GMIT awards prizes for 1916 themed art competition & exhibition

Thursday, October 27, 2016 Press Office
Press Release

Penumbra: Ireland 1916-2016…’ ‘Solas agus Scáth: Éire 1916-2016…’

As part of GMIT’s 1916 commemorations, the Institute awarded three €500 prizes to the winners of an Institute-wide Art & Design Competition, the works of which were shown at a special exhibition in GMIT’s Centre for Creative Arts & Media (CCAM) last week.
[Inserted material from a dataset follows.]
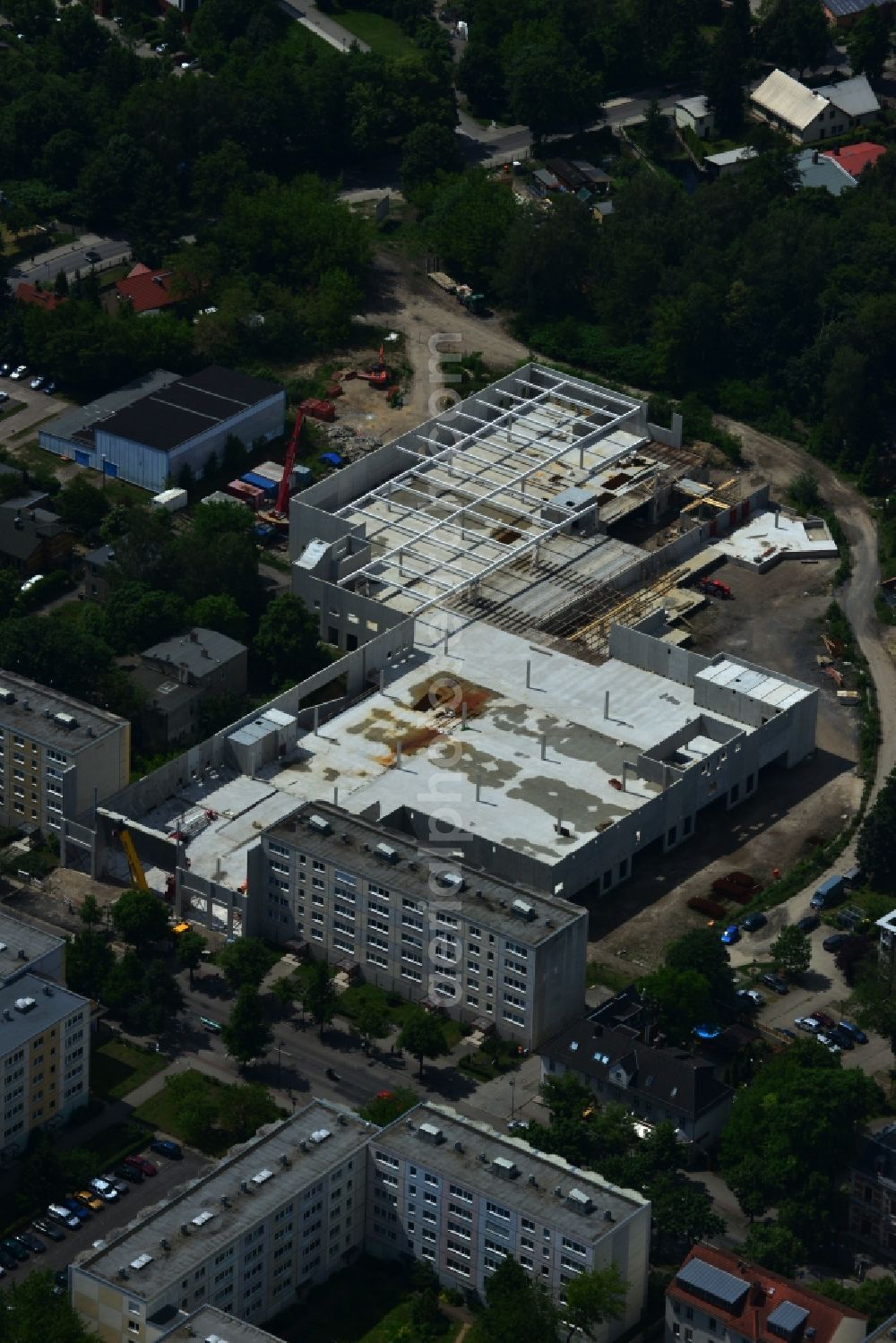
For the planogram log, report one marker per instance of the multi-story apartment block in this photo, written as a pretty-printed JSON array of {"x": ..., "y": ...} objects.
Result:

The €500 prizes were awarded to the winners Hugh Murphy, Lisa McClurg and Sara Buciak. 



The curatorial theme “Penumbra:  Ireland 1916-2016…’  ‘Solas agus Scáth: Éire 1916-2016…’, co-ordinated by lecturers Marion McEnroy and Austin Ivers, attracted entries from students across all campuses including the Mayo campus (Castlebar), Letterfrack and the two Galway city campuses.



“The competition aimed to evoke the shrouding or partial illumination of contemporary interpretations and understanding of the complex events and actions that happened in Ireland in 1916 and their significance for Ireland to 2016 and beyond,” explains Marion McEnroy.  “Penumbra / Solas agus Scáth’ pertains to light and the shadows it casts; time, vision, causality and consequence as a metaphor for historic events and their aftermath.”
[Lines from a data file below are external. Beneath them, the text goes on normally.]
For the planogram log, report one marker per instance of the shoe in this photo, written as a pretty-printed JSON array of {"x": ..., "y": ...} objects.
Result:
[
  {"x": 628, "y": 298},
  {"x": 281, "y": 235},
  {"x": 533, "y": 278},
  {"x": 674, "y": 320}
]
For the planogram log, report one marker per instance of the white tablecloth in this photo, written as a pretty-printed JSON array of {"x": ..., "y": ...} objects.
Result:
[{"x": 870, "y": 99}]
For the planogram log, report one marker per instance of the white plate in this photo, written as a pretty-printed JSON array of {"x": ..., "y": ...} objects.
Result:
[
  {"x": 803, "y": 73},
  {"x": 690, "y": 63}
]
Selected entries included fine art, design and creative writing by students Verena Berard, Sara Buciak, Jude Eoghan Danagher,  Kennedy Luka Danagher, Aine Doherty, Lisa McClurg, Hugh Murphy, Irene Naughton,  Edel Quinn, Madeleine Shinnick and Matthew Sloyan.
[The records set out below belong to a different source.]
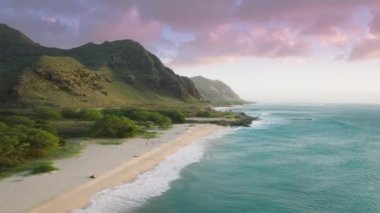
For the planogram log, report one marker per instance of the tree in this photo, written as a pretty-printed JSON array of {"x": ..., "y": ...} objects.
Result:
[{"x": 115, "y": 127}]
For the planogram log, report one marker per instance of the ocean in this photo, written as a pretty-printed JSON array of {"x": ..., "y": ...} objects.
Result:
[{"x": 297, "y": 158}]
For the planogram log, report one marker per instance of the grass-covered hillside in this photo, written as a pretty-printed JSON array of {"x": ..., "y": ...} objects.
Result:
[
  {"x": 216, "y": 91},
  {"x": 119, "y": 73}
]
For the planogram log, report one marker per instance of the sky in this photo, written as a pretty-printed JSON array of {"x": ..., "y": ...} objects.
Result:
[{"x": 318, "y": 51}]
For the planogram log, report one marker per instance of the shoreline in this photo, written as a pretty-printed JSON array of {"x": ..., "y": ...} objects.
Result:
[{"x": 80, "y": 196}]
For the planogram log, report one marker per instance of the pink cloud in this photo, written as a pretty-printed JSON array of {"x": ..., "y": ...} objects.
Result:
[
  {"x": 222, "y": 28},
  {"x": 225, "y": 42}
]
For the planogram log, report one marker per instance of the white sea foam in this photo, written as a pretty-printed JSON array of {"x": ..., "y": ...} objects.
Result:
[{"x": 149, "y": 184}]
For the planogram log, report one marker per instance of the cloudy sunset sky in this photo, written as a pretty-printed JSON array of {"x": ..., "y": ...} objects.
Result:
[{"x": 266, "y": 50}]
Speaking about the winners and their entries, Marion McEnroy, said: “In the work of Hugh Murphy, we recognized a sardonic humour with an eye to the visual culture of advertising, and his critical reflection on the Irish State as it has transpired, juxtaposed with polysemic emblems such as the Irish Tricolour, the Proclamation and historic photographic documents, superimposed with contemporary political references to gender, migration and commercial globalization.”

“In the work of Lisa McClurg, we enjoyed the sophistication of her sensibility with materials in Native and Wax and Wane in particular.  The fragility of the intersections of organic matter, in her work, references to reified land and her relationship with nature.  Her subtle uses of viscous material to obscure, layer and reveal language tied in well with the idea of occlusions implied in the curatorial theme of Penumbra.”

“If all commemorative art is a political reference to the present, we observed in the Ceramic art of Sara Buciak, a universality that has poignant resonances with all armed conflicts.  It is important that the bodies and experiences of the most vulnerable and dispossessed are made visible.  Of the 485 people killed during the Easter Rising, 40 were children.  Sara’s work echoes some of the most ancient, primal expressions of the grief of a mother bereft of her child.  Her work is an affective reminder that children are still in need of protection, whether in Syria, refugee camps, or our State institutions.”

Dr Mark McCarthy, Coordinator of GMIT’s 1916 –2016 Centenary Programme of Events, says: “For the past hundred years, memory of the 1916 Rising has manifested itself in many different forms. This competition was an integral component of our 1916–2016 Centenary Programme of Events, which is centred on the themes of Remembering, Reflecting and Reimagining. When we put the programme together, we wanted it to engage with and contribute to ongoing debates about the legacy of 1916. Also, we wanted it to have a creative edge, with GMIT students creating artistic and design legacies of the centenary year.”